Eu vejo tudo que se foi
E o que não existe mais
Tenho os sentidos já dormentes,
O corpo quer, a alma entende.

Esta é a terra-de-ninguém
Sei que devo resistir
Eu quero a espada em minhas mãos.
"

(Metal Contra as Núvens - Legião Urbana)





Semana passada, na sexta, houve aqui na faculdade uma campanha de doação de sangue chamada Universitário Sangue Bom... O objetivo seria trazer um grande número de estudantes da universidade para uma doação em massa. O Gui já falou sobre isso no blog dele até, taí o link...

Eu sou uma pessoa que sempre gostou de ajudar as pessoas. Não para aliviar a minha consciência ou para me "sentir útil", mas por simples prazer de ajudar a quem precisa. Por isso, desde que eu era pequeno, eu sempre quis doar sangue... Eu vejo o ato como uma maneira prática de ajudar quem está precisando muito daquilo. Já fazia um tempo que eu não doava sangue, mais ou menos um ano, pois em abril do ano passado eu tive dengue, e quem tem esse tipo de doença tem que esperar um bom tempo para poder doar de novo...
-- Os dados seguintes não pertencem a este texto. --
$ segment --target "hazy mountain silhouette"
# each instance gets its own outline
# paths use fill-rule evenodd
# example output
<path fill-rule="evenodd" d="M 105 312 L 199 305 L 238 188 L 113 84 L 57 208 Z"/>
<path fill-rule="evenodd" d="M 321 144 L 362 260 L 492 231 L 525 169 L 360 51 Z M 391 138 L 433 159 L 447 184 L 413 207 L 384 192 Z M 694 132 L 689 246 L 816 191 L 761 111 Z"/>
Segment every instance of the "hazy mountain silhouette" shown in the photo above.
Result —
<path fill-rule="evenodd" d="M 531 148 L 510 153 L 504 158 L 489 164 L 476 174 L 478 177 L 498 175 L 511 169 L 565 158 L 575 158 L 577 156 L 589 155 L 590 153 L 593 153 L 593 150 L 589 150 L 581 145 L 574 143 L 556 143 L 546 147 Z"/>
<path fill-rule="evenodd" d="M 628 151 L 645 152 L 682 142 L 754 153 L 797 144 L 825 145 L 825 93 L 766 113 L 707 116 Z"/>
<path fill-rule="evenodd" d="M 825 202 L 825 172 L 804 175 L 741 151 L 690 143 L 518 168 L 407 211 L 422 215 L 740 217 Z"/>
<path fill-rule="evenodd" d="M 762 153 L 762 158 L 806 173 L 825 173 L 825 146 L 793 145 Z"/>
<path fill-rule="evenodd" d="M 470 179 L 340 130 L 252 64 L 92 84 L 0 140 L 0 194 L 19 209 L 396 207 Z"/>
A campanha caiu como uma luva pra mim. Eu queria doar sangue, e não precisava interromper minha rotina acadêmica para isso. Por isso, assim que tive um tempinho, logo de manhã, eu fui ao Instituto Biomédico para  realizar a minha boa ação do dia.

Esses procedimentos de doação são muito burocráticos, e com razão. A "qualidade" do sangue deve ser assegurada, afinal de contas, o objetivo é salvar uma vida com aquele sangue, e não fazer a pessoa ficar mais doente. Tudo bem, vamos lá responder questionário, CPF, endereço, bla bla bla... A última etapa era a triagem: uma espécie de entrevista baseada nos dados respondidos no questionário.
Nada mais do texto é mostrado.